Radio Białystok | Wiadomości | Uniewinnienie w sprawie śmiertelnego wypadku przy przycinaniu drzew w centrum Białegostoku
Sąd Rejonowy w Białymstoku uniewinnił w czwartek (1.12) mężczyznę oskarżonego w związku z wypadkiem przy pracy na wysokości, w którym zginął jego kolega, a on sam doznał ciężkich obrażeń skutkujących inwalidztwem.
Chodzi o zdarzenia sprzed ponad czterech lat
Do wypadku doszło na Rynku Kościuszki w centrum Białegostoku. Z kosza podnośnika, który się nagle przechylił - w czasie prac na wysokości ok. pięciu metrów przy przycinaniu gałęzi drzew - wypadły dwie osoby.
Okazało się, że pękło stalowe ramię podnośnika. Jeden mężczyzna zginął, drugi był ciężko ranny.
Prokuratura chciała roku więzienia w zawieszeniu
Uważa, że to właśnie ciężko ranny pracownik był odpowiedzialny za bezpieczeństwo i higienę pracy w firmie.
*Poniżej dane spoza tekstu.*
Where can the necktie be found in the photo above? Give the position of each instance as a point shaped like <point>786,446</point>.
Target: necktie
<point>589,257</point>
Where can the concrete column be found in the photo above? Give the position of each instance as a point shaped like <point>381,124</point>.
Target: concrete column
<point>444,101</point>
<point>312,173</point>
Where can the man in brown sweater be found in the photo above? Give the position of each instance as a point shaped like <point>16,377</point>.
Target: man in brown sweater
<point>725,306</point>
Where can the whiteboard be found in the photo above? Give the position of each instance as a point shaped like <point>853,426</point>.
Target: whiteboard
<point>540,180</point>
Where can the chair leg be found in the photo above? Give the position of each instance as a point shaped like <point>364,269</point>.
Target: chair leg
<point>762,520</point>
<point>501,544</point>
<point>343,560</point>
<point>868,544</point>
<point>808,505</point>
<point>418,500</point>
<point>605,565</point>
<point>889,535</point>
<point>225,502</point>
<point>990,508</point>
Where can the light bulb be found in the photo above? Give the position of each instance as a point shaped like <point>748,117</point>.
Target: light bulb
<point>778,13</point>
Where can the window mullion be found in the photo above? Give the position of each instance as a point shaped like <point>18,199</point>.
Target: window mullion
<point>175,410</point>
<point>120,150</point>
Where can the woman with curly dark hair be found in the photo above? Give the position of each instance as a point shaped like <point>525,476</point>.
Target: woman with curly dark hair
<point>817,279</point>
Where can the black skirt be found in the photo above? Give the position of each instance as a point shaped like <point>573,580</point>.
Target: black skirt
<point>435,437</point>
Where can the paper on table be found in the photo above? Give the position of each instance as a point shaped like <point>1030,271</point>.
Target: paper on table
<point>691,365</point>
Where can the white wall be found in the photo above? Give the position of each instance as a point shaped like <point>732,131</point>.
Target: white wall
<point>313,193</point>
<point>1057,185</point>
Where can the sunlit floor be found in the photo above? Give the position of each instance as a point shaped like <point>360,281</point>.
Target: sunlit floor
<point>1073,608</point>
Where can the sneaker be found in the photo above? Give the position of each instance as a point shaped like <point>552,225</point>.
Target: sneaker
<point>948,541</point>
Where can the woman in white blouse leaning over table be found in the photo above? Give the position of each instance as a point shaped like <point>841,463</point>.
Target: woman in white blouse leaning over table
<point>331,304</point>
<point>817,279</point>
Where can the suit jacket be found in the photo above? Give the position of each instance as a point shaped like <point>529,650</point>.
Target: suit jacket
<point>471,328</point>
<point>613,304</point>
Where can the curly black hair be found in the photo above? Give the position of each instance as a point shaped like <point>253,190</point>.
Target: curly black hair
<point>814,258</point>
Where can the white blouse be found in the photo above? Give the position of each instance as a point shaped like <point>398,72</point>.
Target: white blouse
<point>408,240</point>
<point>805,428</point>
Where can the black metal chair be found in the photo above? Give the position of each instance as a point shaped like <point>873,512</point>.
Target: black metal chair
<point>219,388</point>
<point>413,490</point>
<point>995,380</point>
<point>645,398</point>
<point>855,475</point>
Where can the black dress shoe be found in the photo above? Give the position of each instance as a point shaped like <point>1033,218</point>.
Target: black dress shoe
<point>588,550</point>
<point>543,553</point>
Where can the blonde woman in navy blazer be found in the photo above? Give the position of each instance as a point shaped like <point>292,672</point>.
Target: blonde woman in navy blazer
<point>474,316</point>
Nie dopełnił obowiązku i doszło do narażenia na bezpośrednie niebezpieczeństwo utraty życia lub ciężkiego uszczerbku na zdrowiu.
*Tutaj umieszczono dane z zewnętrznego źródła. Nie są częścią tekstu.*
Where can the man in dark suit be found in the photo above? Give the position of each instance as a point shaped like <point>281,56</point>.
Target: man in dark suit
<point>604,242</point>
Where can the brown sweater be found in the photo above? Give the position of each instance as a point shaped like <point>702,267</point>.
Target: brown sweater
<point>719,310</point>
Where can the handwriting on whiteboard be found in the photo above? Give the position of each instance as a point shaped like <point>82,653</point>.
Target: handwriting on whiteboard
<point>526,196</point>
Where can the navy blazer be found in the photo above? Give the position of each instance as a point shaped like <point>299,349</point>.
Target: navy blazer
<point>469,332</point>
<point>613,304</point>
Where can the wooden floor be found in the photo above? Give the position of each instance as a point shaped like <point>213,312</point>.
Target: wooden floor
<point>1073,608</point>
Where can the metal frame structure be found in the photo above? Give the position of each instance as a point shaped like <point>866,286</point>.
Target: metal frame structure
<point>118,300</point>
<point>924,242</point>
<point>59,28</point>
Chodzi o to, że mężczyźni pracowali na dużej wysokości bez zabezpieczenia. W ocenie śledczych, gdyby zachowane zostały wszystkie normy i zasady, do wypadku by nie doszło. Dlatego prokuratura chciała w tej sprawie kary więzienia w zawieszeniu.
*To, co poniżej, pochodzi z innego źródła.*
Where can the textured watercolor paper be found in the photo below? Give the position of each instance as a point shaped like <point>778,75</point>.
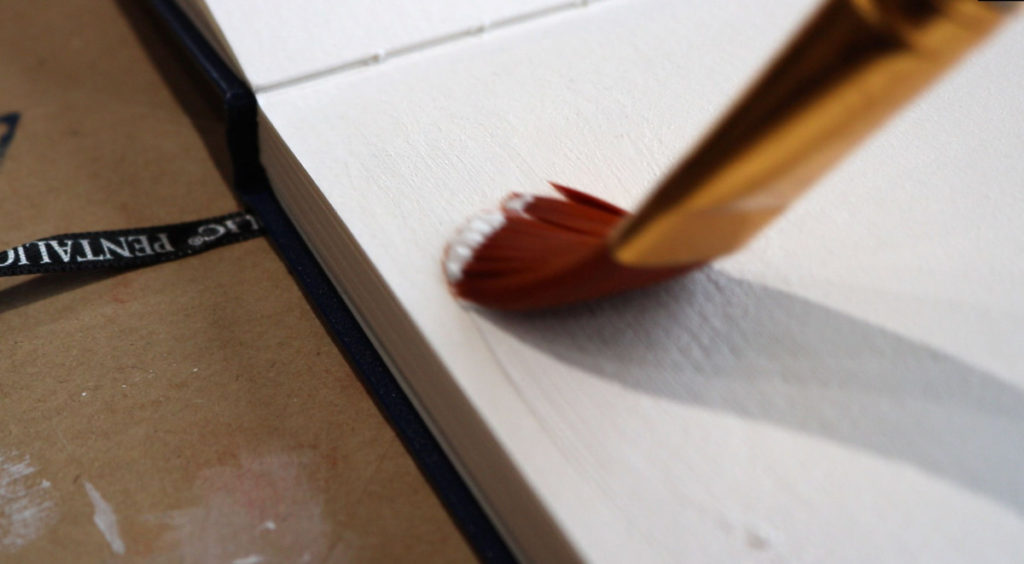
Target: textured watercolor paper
<point>847,388</point>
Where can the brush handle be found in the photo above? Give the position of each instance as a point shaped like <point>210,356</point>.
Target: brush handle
<point>852,66</point>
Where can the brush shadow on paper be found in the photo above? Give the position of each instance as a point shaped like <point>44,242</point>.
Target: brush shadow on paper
<point>726,344</point>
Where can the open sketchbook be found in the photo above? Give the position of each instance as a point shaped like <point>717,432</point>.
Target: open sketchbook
<point>848,388</point>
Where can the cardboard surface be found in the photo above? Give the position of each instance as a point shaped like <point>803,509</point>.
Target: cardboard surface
<point>193,411</point>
Nie tylko obrońcy, ale też pełnomocnik żony zmarłego chcieli uniewinnienia. Zwracali uwagę, że przyczyną wypadku było urwanie się kosza. Zwracali też uwagę, że obaj pracownicy wypadli z kosza, bo nie byli do niego przypięci, ale urządzenie zostało przez dozór techniczny dopuszczone do użytku bez klamry, do której można byłoby się wpiąć.
Sąd rejonowy oskarżonego uniewinnił
Sąd analizował, kto - w świetle prawa - był osobą odpowiedzialną za bezpieczeństwo i higienę pracy przy tej wycince. Oskarżony nie był pracownikiem firmy, która wykonywała zlecenie - choć faktycznie pracami kierował na miejscu.
Sędzia Anna Jamiołkowska mówiła, że by można było komuś powierzyć obowiązki z zakresu BHP, musi tę osobę wiązać z pracodawcą stosunek pracy, a tu takiego nie było.
Sędzia podkreślała, że nawet gdyby można było przyjąć, iż to oskarżony miałby być odpowiedzialny za BHP, nadal nie można mu przypisać winy za wypadek. Przypomniała, że po zakupie przez firmę podnośnik przeszedł badania przeprowadzone przez dozór techniczny i został bez zastrzeżeń dopuszczony do użytkowania na kolejny rok.
Przypomniała też, że dzień przed tym wypadkiem na tym podnośniku odbywał się egzamin pracowników w obecności egzaminatora z UDT.
Wyrok nie jest prawomocny. Na razie nie wiadomo, czy prokuratura będzie składała apelację.